White House bet on Pfizer doses raises concerns about vaccine supply


THE HILL - The Trump administration's decision not to purchase additional doses of Pfizer's COVID-19 vaccine could prove to be a risky gamble resulting in a delay of an ambitious schedule to vaccinate Americans.

The administration has a contract in place for 100 million doses of Pfizer's vaccine, enough to vaccinate only 50 million people.  In addition, the company's commitments to other countries means that if the U.S. needs more doses, the company would not be able to fulfill them until the summer.
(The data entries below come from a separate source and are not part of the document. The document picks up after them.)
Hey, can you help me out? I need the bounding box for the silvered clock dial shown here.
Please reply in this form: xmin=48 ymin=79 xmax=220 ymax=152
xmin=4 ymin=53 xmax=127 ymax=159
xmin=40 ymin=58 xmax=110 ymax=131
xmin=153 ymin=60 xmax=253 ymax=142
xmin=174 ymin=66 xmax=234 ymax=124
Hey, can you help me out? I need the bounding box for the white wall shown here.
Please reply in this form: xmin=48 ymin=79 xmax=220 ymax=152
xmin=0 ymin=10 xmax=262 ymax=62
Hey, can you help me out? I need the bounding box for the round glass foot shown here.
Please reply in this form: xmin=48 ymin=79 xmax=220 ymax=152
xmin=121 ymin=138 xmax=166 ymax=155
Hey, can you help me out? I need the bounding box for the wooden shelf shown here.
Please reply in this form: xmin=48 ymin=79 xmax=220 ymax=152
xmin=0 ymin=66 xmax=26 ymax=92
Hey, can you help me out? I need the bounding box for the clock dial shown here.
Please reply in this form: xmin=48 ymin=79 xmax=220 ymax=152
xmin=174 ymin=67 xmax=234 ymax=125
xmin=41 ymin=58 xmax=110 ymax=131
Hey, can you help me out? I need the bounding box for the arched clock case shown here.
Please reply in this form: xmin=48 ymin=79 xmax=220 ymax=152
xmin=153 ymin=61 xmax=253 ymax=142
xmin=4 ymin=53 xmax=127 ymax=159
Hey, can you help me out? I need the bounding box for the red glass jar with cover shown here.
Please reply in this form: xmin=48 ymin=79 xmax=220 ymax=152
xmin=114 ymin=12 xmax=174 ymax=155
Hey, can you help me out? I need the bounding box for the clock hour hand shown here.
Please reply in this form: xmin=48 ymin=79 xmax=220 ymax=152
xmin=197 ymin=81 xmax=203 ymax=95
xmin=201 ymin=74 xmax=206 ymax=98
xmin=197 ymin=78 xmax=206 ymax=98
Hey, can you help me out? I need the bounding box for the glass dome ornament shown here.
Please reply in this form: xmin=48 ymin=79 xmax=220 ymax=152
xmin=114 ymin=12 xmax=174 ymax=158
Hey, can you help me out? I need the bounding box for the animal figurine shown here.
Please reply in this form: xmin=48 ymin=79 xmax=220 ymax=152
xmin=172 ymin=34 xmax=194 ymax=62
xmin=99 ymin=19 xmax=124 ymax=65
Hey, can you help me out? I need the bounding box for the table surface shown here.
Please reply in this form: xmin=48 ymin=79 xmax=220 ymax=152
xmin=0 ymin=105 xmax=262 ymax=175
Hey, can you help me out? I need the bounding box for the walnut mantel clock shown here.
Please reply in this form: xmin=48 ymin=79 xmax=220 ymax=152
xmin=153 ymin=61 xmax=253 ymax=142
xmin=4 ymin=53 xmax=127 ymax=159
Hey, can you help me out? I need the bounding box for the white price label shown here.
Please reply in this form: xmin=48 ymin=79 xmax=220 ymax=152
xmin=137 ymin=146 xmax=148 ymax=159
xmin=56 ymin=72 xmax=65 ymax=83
The administration has decided to rely on other companies for effective inoculation in addition to Pfizer, fueling concerns that the U.S. may not be able to meet its goal of vaccinating the entire U.S. population by the spring or summer of 2021.

Amy Hartman, assistant professor at the University of Pittsburgh Center for Vaccine Research, said it appeared that the administration was hedging its bets. "I think it's easy in hindsight to say yeah, they should have [secured more doses]," Hartman said.
For example, if evidence came out that the brand-new RNA vaccines didn't work as well as a more standard vaccine, "then we wouldn't have wasted time and money on a candidate that isn't going anywhere," she said. But Hartman said she was not sure why the U.S. would decline to buy more doses once they knew initial results were so promising.